MEGAWORLD EXPANDING RESIDENTIAL FOOTPRINT IN MCKINLEY WEST
Megaworld has launched its third residential tower within its Park McKinley West project in Fort Bonifacio. The property developer said prices of units have increased to P265,000 per sq m from P218,000 per sq m a year ago. The units range from 70.5 sq m to 336 sq m for a five-bedroom unit. Among the third tower’s amenities are a swimming pool with its own pool deck, children’s pool, game and entertainment room, yoga room, outdoor yoga deck, function halls, and a fitness center. It is due to be completed in 2024.
Colliers believes that strong demand in the pre-selling residential market has continued to raise residential prices in Metro Manila. Leasing demand remains firm, especially in business hubs that house offshore gaming firms from China. In other parts of Metro Manila, demand in both pre-selling and secondary markets is fueled by outsourcing employees as well as local and foreign residential investors. In our opinion, developers should continue highlighting features of their projects such as landscaping, retail options, and accessibility. Meanwhile, investors should cash in on the potential for capital appreciation of condominiums in light of planned rail projects that should improve connectivity.
SEDA BGC COMPLETES EXPANSION WITH TOWER 2
Seda Bonifacio Global City (BGC) has completed its expansion, raising its rooms to 521. The expanded Seda BGC now has a ballroom that can accommodate 300 people. The hotel’s expansion is part of Ayala Land Hotels and Resorts’ P8-P10 billion expansion program. The company is also planning to open Seda Residences Makati (293 rooms) and Seda Cebu IT Park (214 rooms) this year. Due to be completed in 2020 are Seda Manila Bay Aseana City (350 rooms) and the second tower of Seda Nuvali (206 rooms).

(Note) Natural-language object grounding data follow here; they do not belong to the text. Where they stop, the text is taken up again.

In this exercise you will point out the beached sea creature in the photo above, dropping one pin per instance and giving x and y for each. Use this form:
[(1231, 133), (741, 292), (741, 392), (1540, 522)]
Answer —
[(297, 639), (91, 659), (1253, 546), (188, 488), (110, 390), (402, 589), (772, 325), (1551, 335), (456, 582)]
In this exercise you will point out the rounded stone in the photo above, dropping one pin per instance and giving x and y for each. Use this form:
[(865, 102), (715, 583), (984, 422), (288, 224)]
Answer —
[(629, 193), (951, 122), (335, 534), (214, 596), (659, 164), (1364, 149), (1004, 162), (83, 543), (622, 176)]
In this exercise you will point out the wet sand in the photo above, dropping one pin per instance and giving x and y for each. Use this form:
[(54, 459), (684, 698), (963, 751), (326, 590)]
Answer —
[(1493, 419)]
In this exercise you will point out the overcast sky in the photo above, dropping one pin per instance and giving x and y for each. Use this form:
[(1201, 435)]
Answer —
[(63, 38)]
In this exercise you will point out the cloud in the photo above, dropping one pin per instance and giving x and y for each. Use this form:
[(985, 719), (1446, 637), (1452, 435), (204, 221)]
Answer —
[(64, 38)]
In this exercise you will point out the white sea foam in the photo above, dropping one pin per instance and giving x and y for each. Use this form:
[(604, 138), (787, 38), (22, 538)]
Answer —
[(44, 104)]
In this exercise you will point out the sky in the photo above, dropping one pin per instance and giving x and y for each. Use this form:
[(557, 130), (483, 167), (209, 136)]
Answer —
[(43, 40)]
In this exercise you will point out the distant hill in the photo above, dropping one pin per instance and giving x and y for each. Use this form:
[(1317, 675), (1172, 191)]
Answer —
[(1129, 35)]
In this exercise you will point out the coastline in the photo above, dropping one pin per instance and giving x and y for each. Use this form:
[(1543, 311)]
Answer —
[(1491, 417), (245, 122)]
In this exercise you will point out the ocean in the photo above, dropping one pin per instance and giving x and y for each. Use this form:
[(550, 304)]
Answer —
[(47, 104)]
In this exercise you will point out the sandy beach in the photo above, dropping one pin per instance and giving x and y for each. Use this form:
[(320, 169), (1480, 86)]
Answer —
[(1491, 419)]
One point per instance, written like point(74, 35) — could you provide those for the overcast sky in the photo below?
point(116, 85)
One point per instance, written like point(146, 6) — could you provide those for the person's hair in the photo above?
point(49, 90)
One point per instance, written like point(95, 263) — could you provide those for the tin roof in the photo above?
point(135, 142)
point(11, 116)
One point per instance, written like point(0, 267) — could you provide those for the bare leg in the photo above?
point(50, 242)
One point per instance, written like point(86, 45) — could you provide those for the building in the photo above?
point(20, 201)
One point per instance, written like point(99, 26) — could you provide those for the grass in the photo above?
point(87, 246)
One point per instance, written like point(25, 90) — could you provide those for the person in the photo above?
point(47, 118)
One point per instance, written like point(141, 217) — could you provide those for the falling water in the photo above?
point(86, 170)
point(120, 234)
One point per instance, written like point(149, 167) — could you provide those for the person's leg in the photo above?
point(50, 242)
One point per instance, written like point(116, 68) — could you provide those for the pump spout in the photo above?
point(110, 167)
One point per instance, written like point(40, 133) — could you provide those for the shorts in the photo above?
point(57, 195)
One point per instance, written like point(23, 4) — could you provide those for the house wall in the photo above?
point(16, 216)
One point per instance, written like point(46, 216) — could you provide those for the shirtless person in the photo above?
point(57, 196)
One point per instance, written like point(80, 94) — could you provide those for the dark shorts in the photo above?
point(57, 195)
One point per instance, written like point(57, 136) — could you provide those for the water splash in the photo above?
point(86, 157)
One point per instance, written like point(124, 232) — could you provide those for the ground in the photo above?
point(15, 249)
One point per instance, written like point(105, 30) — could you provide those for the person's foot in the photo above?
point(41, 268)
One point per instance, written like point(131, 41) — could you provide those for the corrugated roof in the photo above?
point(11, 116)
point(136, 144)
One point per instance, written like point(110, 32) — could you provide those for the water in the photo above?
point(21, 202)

Colliers sees the demand for hotel rooms in Metro Manila being driven by the Philippines’ traditional visitor generating markets such as South Korea, United States, China, and Japan, which account for about 60% of the country’s total foreign arrivals. In our opinion, the demand among three- and four-star hotels should be sustained by the rising popularity of "staycations" and growing domestic travel market. National players such as Ayala, Filinvest, 8990, Rockwell, and Vista Land have been tapping the growing demand by developing their own hotel brands. We also see foreign brands opening over the next two to three years including the new Mandarin Oriental in Makati CBD, Hotel Okura in the Bay Area, and Ibis Styles hotel in Araneta Center. Colliers sees sustained foreign arrivals moving forward given the government’s thrust to modernize airports and the Tourism department’s continued marketing efforts.
DYSON SEEKS PIONEER-STATUS INCENTIVES FOR PHILIPPINE-MADE PRODUCTS
The local unit of Dyson Electronics is targeting pioneer status from the Philippine Economic Zone Authority (PEZA) for its Philippine-manufactured hair dryers, vacuum cleaners and motors. The firm’s products are manufactured at Camelray Industrial Park II in Calamba, Laguna. Once granted pioneer status, Dyson will enjoy six years of income tax holidays (ITH).
Dyson’s expansion in the Philippines indicates the country’s attractiveness as an investment hub in the region. In our opinion, the proposed construction of a new cargo rail project connecting Manila port and Southern Luzon will likely play a crucial role in easing transportation of goods between the country’s capital and Luzon’s primary industrial hub. Colliers believes that similar expansion plans from locators will result in greater industrial space absorption in the Cavite-Laguna-Batangas area. But with limited new industrial supply in Southern Luzon, several locators are now looking at the viability of manufacturing operations in the Northern Luzon provinces of Pampanga and Tarlac, which are located about 80 to 110 kilometers north of Manila. The corridor will likely benefit from the planned construction of cargo and passenger rail projects as well as the expansion of Clark International Airport.